Agnisakshi
- Author: Lalithambika Antharjanam
- Original title: അഗ്നിസാക്ഷി
- Translator: Vasanthi Sankaranarayanan
- Language: Malayalam
- Genre: Novel
- Publisher: Current Books
- Publication date: 1976
- Publication place: India
- Published in English: 1980
- Pages: 111
- Awards: Kendra Sahitya Akademi Award Kerala Sahitya Akademi Award Vayalar Award Odakkuzhal Award

= Agnisakshi (novel) =

Novel by Lalithambika Antharjanam

Agnisakshi (meaning, With Fire As Witness) is a Malayalam novel written by Lalithambika Antharjanam. Originally serialised in Mathrubhumi Illustrated Weekly, it was published as a book by Current Books in 1976. It tells the story of a Nambudiri woman, who is drawn into the struggle for social and political emancipation but cannot easily shake off the chains of tradition that bind her.

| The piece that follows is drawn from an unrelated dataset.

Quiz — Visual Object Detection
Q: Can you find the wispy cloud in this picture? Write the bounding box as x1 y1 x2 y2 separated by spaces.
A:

The novel was concerned with implied criticism of aspects of social structure and behaviour.

Agnisakshi was Lalithambika Antarjanam's only novel. She was famous for her short stories and poems. She wrote this novel in her old age. It has become something of a classic in Malayalam fiction. It received the Kendra Sahitya Akademi Award and Kerala Sahitya Akademi Award.

==Plot summary==
Thethikutty (Devaki or Sumitarananda) is married to Unni Nambudiri of the well-known Brahmin family named Manampilly Illam. He is young, virtuous, and loving but too orthodox to be the husband of a woman with Thethikutty's views. Feeling frustrated, Thethikutty leaves him once and forever and reaches her paternal home. Unni lives the life of a piety, is branded as an eccentric and dies. Thethikutty, meanwhile, finds no peace anywhere.

At last, in the Himalayas, she meets her old friend and Unni's half-sister, the sixty-year-old Mrs. K. M. K. Nair (Thankam). She finds her unborn son in Mrs. Nair's son and hands over her wedding pendant to her daughter with the request to cherish it with due regard.

==Themes==
In the novel, the author explores the ideas of choice, detachment, renunciation, love and devotion through three of her main characters - two women Thethikutty (Sumitarananda, Devaki Manampilli or Devi Bahen), Thankam Nair and one man Unni Nambudiri.

==Awards==
- 1977: Kendra Sahitya Akademi Award
- 1977: Kerala Sahitya Akademi Award
- 1977: Odakkuzhal Award
- 1977: Vayalar Award

==Translation==
After reading the serialised story published in Mathrubhumi Illustrated Weekly, translator and art critic Vasanthi Sankaranarayanan got permission from Lalithambika Antharjanam to translate it. The English translation, titled Agnisakshi itself, was published in 1980 by the Kerala Sahitya Akademi.

Agnisakshi. Translated into Hindi by Sudhanshu Chaturvedi. New Delhi: Sahitya Akademi.

==Film adaptation==

In 1999, a film adaptation of the novel was released, starring Rajit Kapur as Unni Nambudiri, Shobana as Devaki and Praveena as Thankam. The film was scripted and directed by Shyamaprasad. It won a National Film Award and eight Kerala State Film Awards. The film was however criticised for glorifying spiritualism and Hindutva.